W Ho Chi Minh City ludzie znają ten prosty, a zarazem znaczący sposób dzielenia się. Kiedy ktoś kupuje porcję jedzenia dla siebie, może zapłacić za kolejną porcję, którą „zawiesi” dla kolejnej osoby. A kiedy ktoś jej potrzebuje, po prostu podchodzi i ją otrzymuje, bez proszenia i dziękowania. Ten delikatny sposób dawania rozpoczął się od „wiszącego ryżu”, „wiszącego makaronu”, a teraz kontynuuje się w postaci bochenków chleba, pudełek kleistego ryżu, szklanek mleka… wszystko niesie to samo przesłanie: dawanie to otrzymywanie radości.

Podpis pod zdjęciem
Podpis pod zdjęciem
Podgrzewanie darmowego „wiszącego chleba” i „wiszącego kleistego ryżu” dla potrzebujących w Ho Chi Minh City.

Każdego ranka przed wegetariańską kanapkarnią przy Huynh Van Banh 61 (Ho Chi Minh City) znajduje się starannie ustawiona mała półka z prostym napisem: „Oto chleb do podziału – proszę przyjąć każdego, kto go potrzebuje, a życzliwych – powiesić więcej. Dzisiaj jest ich: 14, 2 kleiste ryżowe”.

Na półce czeka na przechodniów darmowa mrożona herbata. Ten znajomy obrazek stał się znajomą, ciepłą nutą w sercach mieszkańców okolicy.

Pan Dang Thanh Tri (60 lat), który od ponad 30 lat sprzedaje losy na loterii, jadąc na starym wózku inwalidzkim, zatrzymał się po bochenek chleba. Pan Tri ze wzruszeniem powiedział: „Mieszkam sam i wynajmuję tymczasowe miejsce, w którym sprzedaję losy na loterię. Takie miejsca charytatywne pomagają mi zaoszczędzić na jednym lub dwóch posiłkach. Czuję się szczęśliwy i pełen ciepła”.

Podpis pod zdjęciem
Pan Dang Thanh Tri był szczęśliwy, gdy otrzymał „wiszący chleb”, mały podarunek pełen miłości od wolontariuszy.

Pomysł otwarcia modeli „wiszącego chleba” i „wiszącego kleistego ryżu” zrodził się u pana Le Hieu Nghia, właściciela wegetariańskiej piekarni Khoi. Pan Nghia powiedział, że od grudnia 2022 roku wraz z żoną otwierają sieć wegetariańskich piekarni, a w sierpniu ubiegłego roku oficjalnie wprowadzili na rynek ten humanitarny model.

Według pana Nghii, wielu klientów kupujących chleb zostawia 1-2 porcje, które „zawieszają” dla potrzebujących. Pewnego dnia mnich odwiedził sklep i przekazał milion VND na chleb i kleisty ryż, które następnie rozdał biednym. I tak dalej, od osoby do osoby, dobroć się mnożyła.

Podpis pod zdjęciem
Podpis pod zdjęciem
Chleb i „wiszący” kleisty ryż przygotowywane są przez personel restauracji w dokładnych ilościach, jakie są sprzedawane klientom.

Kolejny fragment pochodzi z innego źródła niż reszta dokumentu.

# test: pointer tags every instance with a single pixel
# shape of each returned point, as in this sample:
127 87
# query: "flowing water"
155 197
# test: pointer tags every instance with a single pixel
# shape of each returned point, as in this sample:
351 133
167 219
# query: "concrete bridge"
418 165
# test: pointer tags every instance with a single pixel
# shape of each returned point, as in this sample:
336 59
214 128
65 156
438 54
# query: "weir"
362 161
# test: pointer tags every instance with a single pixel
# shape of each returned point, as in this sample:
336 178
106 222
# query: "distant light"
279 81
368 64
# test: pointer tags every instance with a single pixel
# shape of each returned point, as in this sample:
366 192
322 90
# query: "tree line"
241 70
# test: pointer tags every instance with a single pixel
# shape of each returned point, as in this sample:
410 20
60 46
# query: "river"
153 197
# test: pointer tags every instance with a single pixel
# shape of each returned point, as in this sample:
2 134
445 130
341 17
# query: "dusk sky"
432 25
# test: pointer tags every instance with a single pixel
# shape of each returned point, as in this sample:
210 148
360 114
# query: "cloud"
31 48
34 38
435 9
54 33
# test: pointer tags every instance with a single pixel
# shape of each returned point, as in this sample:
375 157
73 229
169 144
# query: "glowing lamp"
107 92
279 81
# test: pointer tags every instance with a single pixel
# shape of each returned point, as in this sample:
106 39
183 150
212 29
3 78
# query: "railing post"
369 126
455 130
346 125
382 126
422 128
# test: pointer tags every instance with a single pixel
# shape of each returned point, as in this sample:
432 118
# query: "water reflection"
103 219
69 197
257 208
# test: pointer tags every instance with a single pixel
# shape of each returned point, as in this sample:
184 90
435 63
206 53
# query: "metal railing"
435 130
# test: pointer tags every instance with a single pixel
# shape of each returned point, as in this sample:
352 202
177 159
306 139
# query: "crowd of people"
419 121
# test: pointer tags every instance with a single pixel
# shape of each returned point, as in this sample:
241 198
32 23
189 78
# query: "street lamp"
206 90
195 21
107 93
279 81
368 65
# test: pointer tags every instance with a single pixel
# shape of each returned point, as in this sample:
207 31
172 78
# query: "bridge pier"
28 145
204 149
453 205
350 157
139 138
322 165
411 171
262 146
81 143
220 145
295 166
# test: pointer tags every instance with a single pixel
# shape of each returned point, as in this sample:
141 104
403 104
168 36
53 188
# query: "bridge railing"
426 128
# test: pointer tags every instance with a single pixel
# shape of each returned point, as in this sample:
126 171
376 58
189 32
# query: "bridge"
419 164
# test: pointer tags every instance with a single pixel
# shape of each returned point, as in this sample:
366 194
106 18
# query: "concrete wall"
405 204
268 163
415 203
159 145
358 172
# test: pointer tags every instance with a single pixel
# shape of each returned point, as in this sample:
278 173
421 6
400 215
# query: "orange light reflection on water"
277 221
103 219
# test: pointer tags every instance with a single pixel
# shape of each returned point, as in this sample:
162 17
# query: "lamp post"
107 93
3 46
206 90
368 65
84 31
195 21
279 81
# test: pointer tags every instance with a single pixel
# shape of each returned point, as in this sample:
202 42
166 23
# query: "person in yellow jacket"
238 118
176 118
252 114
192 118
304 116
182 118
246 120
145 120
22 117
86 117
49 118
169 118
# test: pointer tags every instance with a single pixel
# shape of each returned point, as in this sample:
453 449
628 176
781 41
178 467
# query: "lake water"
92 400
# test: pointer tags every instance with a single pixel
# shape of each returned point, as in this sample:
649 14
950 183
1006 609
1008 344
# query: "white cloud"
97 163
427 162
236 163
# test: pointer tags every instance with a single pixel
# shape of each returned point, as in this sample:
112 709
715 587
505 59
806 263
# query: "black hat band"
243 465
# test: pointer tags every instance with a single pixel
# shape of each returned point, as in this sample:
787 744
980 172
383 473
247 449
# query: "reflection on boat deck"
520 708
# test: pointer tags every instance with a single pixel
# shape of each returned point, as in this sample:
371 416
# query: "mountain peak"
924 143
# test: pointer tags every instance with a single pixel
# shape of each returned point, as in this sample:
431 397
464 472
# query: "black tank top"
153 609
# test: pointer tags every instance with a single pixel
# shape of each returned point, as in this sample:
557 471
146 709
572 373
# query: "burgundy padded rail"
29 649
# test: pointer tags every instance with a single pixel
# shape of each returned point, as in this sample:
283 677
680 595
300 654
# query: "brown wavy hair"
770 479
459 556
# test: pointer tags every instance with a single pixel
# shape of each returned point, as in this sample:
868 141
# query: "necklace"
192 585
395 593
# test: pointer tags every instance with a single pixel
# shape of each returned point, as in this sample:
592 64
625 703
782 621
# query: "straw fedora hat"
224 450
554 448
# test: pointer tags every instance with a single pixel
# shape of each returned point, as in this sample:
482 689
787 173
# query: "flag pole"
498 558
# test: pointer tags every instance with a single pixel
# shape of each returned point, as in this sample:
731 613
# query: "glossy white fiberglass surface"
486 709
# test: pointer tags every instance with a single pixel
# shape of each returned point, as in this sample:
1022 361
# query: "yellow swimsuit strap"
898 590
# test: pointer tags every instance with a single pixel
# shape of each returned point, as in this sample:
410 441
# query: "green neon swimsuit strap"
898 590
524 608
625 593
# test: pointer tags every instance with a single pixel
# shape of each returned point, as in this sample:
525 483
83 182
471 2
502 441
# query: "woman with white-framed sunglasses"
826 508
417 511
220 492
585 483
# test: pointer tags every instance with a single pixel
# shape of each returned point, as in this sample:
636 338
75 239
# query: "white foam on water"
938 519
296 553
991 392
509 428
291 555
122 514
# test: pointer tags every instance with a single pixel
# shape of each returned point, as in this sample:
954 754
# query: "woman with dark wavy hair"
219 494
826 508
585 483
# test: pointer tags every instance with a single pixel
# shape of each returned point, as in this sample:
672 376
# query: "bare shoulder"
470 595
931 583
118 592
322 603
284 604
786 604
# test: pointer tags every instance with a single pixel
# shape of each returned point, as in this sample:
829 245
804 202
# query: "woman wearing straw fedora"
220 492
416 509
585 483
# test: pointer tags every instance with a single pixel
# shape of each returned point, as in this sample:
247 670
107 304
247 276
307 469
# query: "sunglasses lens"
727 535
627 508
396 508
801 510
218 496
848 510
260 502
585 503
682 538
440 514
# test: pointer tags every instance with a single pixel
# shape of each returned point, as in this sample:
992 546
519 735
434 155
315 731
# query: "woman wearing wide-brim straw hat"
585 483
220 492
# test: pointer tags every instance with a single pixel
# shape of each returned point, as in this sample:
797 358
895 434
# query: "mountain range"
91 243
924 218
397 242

Obecnie pan Nghia i jego żona prowadzą 5 punktów sprzedaży, stosując model sprzedaży i „zawieszania” w ten sposób. Średnio do każdego punktu trafia 30-40 porcji chleba i kleistego ryżu na wieszaku dziennie. Aby zapewnić transparentność, wymyślił również sposób wystawiania faktury za każdą „zawieszoną” porcję, którą można wydrukować i nakleić bezpośrednio na chleb, dając odbiorcy poczucie pewności, że jedzenie, które trzyma w rękach, to szczery prezent.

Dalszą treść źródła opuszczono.